Prairie Flowers, Pioneer, and a Summer Swim

flower_lillie

As we approach the final week of the summer intensive, the season of transition has been accompanied by a whirlwind of activities: field trips, harvesting produce, visits from friends, writing papers, and impending goodbyes. Meanwhile, the Rieth Village landscape has been transitioning in its own way. The prairie has become a sea of yellow with purple accents, as the grey-headed coneflower, black-eyed susan, cup plant, and bee balm prairie flowers have come into full bloom. The fair weather this summer has induced bounty in the gardens to the point where we can hardly find homes for all the vegetables. The weeds have been equally vigorous. They’re so far gone in some places that we’ve begun a desperate quest to remove foxtail seed heads before they can spread.

templen_trio

The field trips over the past several weeks have been diverse and engaging. On the 17th, we drove north into Michigan to tour the DuPont Pioneer Hi-Bred seed corn plant in Constantine. It is amazing to think of how many tiny corn kernels are unloaded, cleaned, sorted, dried, treated, and packaged each day during harvest in this industrial setting. After Pioneer, we visited Henry Miller’s 2000-acre crop farm to learn about his strip-till and cover crop practices. Finally, we visited former ASI student Jon Templin’s farm near Three Rivers. After touring Jon’s Butternut Sustainable Farm and his ten impressive acres that supply high-end restaurants in Chicago, we were treated to a boat ride to cool off on a hot day.

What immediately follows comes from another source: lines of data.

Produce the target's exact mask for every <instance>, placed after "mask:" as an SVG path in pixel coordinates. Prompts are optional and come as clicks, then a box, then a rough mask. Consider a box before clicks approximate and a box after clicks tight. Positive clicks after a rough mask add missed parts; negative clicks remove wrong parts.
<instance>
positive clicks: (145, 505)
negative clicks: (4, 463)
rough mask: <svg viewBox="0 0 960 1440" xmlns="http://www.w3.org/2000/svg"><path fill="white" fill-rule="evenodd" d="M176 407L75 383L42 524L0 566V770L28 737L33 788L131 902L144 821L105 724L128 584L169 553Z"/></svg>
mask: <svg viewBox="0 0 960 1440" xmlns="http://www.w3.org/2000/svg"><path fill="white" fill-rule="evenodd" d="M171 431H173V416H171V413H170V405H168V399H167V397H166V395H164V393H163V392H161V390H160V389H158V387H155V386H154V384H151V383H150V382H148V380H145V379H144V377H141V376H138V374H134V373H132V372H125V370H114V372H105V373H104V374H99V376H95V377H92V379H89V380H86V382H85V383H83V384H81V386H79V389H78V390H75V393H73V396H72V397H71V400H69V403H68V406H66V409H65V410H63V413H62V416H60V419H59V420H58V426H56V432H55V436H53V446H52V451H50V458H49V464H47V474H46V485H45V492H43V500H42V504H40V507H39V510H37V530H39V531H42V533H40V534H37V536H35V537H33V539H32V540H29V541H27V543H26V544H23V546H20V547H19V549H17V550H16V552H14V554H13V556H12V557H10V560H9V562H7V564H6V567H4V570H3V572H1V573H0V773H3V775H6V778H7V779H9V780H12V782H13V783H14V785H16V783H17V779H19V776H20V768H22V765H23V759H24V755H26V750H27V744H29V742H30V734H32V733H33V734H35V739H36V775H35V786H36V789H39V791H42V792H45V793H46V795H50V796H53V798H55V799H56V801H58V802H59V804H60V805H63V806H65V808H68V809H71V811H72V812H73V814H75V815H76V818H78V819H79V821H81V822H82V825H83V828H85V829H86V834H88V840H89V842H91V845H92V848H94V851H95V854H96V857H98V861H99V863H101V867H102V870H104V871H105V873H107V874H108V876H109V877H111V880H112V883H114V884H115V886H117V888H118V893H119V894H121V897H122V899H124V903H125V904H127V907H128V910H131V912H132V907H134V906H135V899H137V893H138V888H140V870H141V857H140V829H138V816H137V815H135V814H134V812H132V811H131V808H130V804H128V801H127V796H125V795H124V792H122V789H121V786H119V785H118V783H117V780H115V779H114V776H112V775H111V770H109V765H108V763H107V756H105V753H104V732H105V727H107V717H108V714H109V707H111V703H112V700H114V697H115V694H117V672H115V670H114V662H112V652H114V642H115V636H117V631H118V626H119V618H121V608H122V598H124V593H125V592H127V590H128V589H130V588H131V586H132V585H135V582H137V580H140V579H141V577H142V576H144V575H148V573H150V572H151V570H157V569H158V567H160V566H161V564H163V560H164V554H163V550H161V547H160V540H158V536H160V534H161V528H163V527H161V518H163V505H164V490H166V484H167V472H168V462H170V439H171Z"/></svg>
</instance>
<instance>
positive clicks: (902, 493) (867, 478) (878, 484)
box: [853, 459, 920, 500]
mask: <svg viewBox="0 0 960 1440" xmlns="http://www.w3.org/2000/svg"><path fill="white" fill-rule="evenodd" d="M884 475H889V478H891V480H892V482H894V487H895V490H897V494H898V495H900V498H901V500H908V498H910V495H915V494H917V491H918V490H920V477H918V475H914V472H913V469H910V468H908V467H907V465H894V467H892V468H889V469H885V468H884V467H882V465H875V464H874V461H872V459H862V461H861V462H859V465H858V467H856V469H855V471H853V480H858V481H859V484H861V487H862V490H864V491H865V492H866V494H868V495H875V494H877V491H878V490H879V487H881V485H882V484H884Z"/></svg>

We headed back into Michigan the following week to visit Tillers International, an educational farm with a mission to preserve and study low-capital technologies like draft animals that increase the sustainability of rural communities across the globe. There, I discovered that there is something humbling about steering a team of oxen. It embodies a kind of husbandry that has been all but lost in this part of the world. Without trying to romanticize too much, I believe Tillers efforts of using low-input methods is exactly what Wendell Berry envisioned when he wrote that “husbandry is the name of all practices that sustain life by connecting us conservingly to our places and our world; it is the art of keeping tied all the strands in the living network that sustain us.” Food for thought.

Other exciting experiences on the Merry Lea farm recently have included selling (or attempting to sell) produce at the Elkhart County Fair, getting a new BCS walking tractor, and clearing the site for the future animal barn. As fun as it looks, following a root deeper and deeper into the soil in a futile attempt to find its end was not our favorite activity.

stump pickin

As we prepare for final exams and project deadlines, it has been fun to look back on a summer of learning communally, exploring concepts, and building relationships. We’ve learned and done so much in such a short period of time! I know for a fact that no matter where life takes us next, whether it’s back to the books, beginning a new job, or starting up a farm of our own, we will look back fondly on the summer of 2013 at Merry Lea and strive to incorporate the values we’ve formed here into the fabric of our lives.